The bomb dropped on Hiroshima, Japan, in 1945 was Little Boy.  It had a blast rating of 13 Kilotons, and up to a roughly estimated 200,000 deaths.  (Including long term deaths)  It is difficult to imagine such destruction at such high numbers.  Take notice to the most powerful nuclear bomb ever detonated, which utilized the awesome power of fusion.  The Tsar Bomba was detonated in Russia on October 30^th, 1961.  Its yield is equivalent to Hiroshima and Nagasaki’s bombs combined, times 1400.  The heat from the detonation could have induced 3^rd degree burns up to 62 miles away, and the resulting mushroom cloud was 7 times higher than Mt. Everest.  Most incredibly of all, this weapon was so powerful; it produced 1.4% of our suns output !  At this point you should be enlightened to the potential that fusion holds for destruction.  Surely there are more practical ways to harness the power of the sun.

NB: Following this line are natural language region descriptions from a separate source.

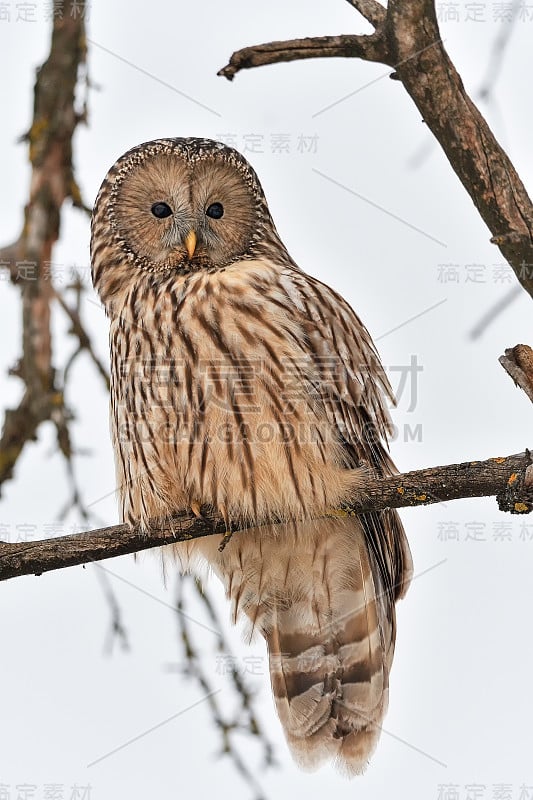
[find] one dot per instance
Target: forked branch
(407, 37)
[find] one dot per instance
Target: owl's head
(179, 205)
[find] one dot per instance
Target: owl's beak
(190, 243)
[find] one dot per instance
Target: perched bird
(241, 383)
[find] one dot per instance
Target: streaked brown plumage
(240, 382)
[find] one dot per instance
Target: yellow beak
(190, 243)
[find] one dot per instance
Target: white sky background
(461, 682)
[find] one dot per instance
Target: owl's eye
(161, 210)
(215, 211)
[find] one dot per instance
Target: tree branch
(371, 10)
(52, 181)
(370, 47)
(407, 36)
(510, 479)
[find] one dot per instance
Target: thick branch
(29, 258)
(407, 36)
(510, 479)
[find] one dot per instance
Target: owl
(241, 383)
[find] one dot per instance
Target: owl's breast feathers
(257, 390)
(226, 392)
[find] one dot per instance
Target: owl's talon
(223, 511)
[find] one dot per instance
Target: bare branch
(372, 11)
(52, 181)
(506, 478)
(371, 48)
(518, 363)
(408, 37)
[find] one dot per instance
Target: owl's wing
(354, 389)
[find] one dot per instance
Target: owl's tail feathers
(331, 648)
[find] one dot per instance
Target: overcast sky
(365, 201)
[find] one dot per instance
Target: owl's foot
(223, 511)
(196, 509)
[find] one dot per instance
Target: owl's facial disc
(172, 212)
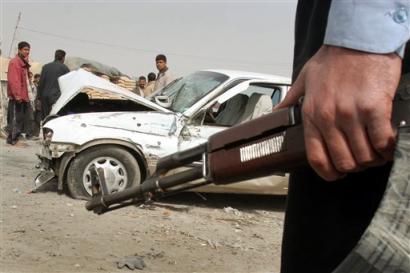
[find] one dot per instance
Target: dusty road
(47, 232)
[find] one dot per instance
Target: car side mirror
(163, 101)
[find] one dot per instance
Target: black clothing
(325, 220)
(48, 88)
(15, 120)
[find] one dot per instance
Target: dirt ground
(48, 232)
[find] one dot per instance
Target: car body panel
(72, 83)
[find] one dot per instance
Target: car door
(228, 109)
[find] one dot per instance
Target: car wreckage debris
(131, 262)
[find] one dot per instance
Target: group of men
(155, 82)
(30, 100)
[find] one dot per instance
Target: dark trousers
(15, 119)
(47, 102)
(325, 220)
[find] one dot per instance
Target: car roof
(251, 75)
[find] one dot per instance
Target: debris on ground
(131, 262)
(232, 211)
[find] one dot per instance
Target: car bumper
(46, 172)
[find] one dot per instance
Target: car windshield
(188, 90)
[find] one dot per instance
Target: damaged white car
(95, 122)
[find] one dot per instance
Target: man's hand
(346, 109)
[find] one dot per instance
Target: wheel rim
(115, 174)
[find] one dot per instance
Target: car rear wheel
(120, 167)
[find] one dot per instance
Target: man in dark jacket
(48, 88)
(17, 92)
(348, 71)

            Currently there is a large movement to contain the energy fusion produces, in order to convert it into electricity.  All fusion reactors operate on the same basic principle:  Raise the temperature of hydrogen until fusion occurs, control it, and use the heat generated to turn a steam powered turbine.  One would think that in almost a century, man would discover a more efficient means of taming heat.  Unfortunately as it stands now, we are limited to the maximum efficiency of 50% that steam powered generators can provide .  The two main types of fusion reactors are Inertial and Magnetic Confinement.  Inertial confinement uses a small pellet of hydrogen, about the size of a needle head.  This fuel pellet is heated up by lasers from every angle until the outer shell explodes, compressing the core.  The remainder of the fuel fuses into helium, and electricity is produced.  The other main type of reactor is the magnetic confinement reactor.  Hydrogen plasma is confined in the reactor, while being charged with huge amounts of electricity.   Magnetic fields contain the plasma from escaping, due to plasmas’ inherit attribute to conduct electricity.  The hydrogen plasma is eventually heated up to the point of fusion.  These two reactors have made huge amounts of progress in recent years, but we’re still a few years away from producing more energy than the reactors consume. 

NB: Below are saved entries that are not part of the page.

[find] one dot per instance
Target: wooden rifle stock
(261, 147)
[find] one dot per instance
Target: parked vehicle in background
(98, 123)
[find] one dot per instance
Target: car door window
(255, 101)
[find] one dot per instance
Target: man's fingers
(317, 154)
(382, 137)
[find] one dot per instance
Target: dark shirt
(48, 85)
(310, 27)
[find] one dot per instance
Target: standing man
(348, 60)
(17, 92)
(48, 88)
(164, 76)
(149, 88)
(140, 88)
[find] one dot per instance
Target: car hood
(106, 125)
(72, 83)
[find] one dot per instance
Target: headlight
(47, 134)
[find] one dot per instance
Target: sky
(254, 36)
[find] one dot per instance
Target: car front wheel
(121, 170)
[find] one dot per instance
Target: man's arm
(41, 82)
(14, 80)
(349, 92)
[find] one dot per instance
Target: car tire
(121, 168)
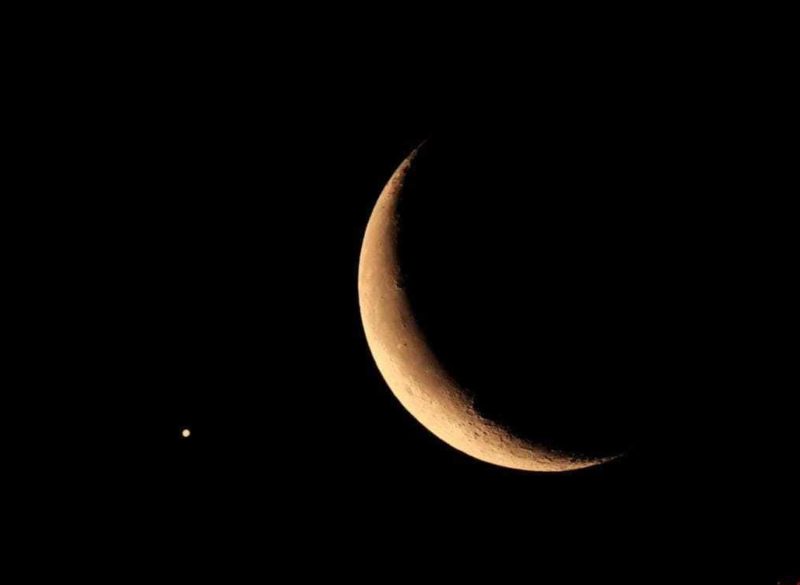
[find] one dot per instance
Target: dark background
(592, 251)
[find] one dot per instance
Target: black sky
(597, 245)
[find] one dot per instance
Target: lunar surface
(410, 366)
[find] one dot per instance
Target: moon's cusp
(410, 367)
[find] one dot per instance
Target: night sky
(591, 257)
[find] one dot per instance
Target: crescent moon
(409, 365)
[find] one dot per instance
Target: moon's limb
(410, 367)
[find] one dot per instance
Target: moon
(409, 365)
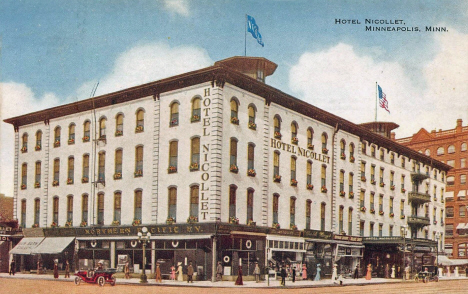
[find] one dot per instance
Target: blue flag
(253, 29)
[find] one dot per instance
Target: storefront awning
(53, 245)
(26, 245)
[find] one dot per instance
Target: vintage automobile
(429, 273)
(101, 277)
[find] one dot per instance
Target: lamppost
(403, 235)
(144, 237)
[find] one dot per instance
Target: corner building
(218, 166)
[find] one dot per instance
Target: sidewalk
(230, 284)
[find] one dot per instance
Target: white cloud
(177, 6)
(342, 82)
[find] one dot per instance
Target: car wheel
(101, 281)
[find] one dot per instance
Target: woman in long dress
(369, 272)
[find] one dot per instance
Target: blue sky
(53, 52)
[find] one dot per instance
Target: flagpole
(376, 99)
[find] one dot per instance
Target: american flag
(383, 99)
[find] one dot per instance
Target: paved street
(47, 285)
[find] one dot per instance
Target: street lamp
(144, 237)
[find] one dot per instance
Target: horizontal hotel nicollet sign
(299, 151)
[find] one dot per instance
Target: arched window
(119, 125)
(102, 128)
(138, 204)
(232, 202)
(174, 114)
(71, 134)
(140, 121)
(252, 113)
(194, 201)
(196, 109)
(173, 156)
(250, 199)
(57, 131)
(86, 131)
(38, 140)
(172, 212)
(139, 161)
(24, 147)
(234, 111)
(294, 139)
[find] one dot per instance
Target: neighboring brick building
(450, 147)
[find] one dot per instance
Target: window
(119, 125)
(37, 180)
(24, 147)
(195, 154)
(102, 167)
(233, 156)
(102, 128)
(71, 134)
(294, 139)
(118, 164)
(194, 199)
(234, 111)
(174, 114)
(24, 176)
(138, 204)
(173, 156)
(71, 170)
(324, 143)
(56, 172)
(451, 149)
(100, 209)
(70, 209)
(86, 131)
(140, 121)
(252, 114)
(84, 209)
(196, 109)
(23, 213)
(38, 140)
(57, 137)
(350, 221)
(117, 207)
(55, 210)
(308, 210)
(232, 201)
(37, 211)
(292, 211)
(250, 159)
(275, 208)
(322, 216)
(85, 177)
(440, 151)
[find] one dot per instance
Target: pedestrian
(127, 270)
(356, 272)
(158, 273)
(283, 275)
(190, 273)
(239, 277)
(55, 269)
(257, 273)
(67, 269)
(12, 267)
(180, 275)
(219, 272)
(317, 275)
(369, 272)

            Another field where fusion is shedding its light is in space.  Mans current means of interstellar travel are crude and ineffective at best, so we are long overdue for some strides in this direction.  The most promising and inexpensive idea presented so far is the Orion Project.  This programs basic idea was to drop small fusion bombs behind the spacecraft, thus propelling it towards its destination at incredible speeds.  This concept is coined “Nuclear Pulse Propulsion”, and I expect we will hear more about it in the future.  The smallest proposed ship would require 300,000 of these small fusion bombs to throw itself to Alpha Centauri, our nearest star.  The ship would travel 3.3% the speed of light, and take up to 100 years!  Not exactly a practical idea, hence why it never left the drawing board.  Space craft utilizing fusion power can reach up to 10% the speed of light, which is incredibly fast considering our current capabilities.  A fusion rocket is 10 million times more powerful than most chemical rockets that are in use today!  In theory, our transit time using fusion could be reduced by up to 50%. 

            Nuclear fusion is an incredibly powerful force that holds unlimited potential.  So what is stopping man from researching this technology without restraints?  Alas, the issue that forces us to tarry is money.  Money and power is what makes the world go round as they say.  It requires immense amounts of money to research and develop such technology.  Some fusion reactors or space craft utilizing Fusion drives require 1 GDP (Gross Domestic Product) or more to build.  We will reach a point sometime in the future            I conject that you and I will be fortunate enough to see the successful fusion of hydrogen for the generation of electricity in our lifetime.  It will truly be a magnificent day when man can end his dependence on fossil fuels. I believe that fusion is the next step for man to wean itself off of fossil fuels, in order to propel our civilization into the future while becoming better stewards of the environment.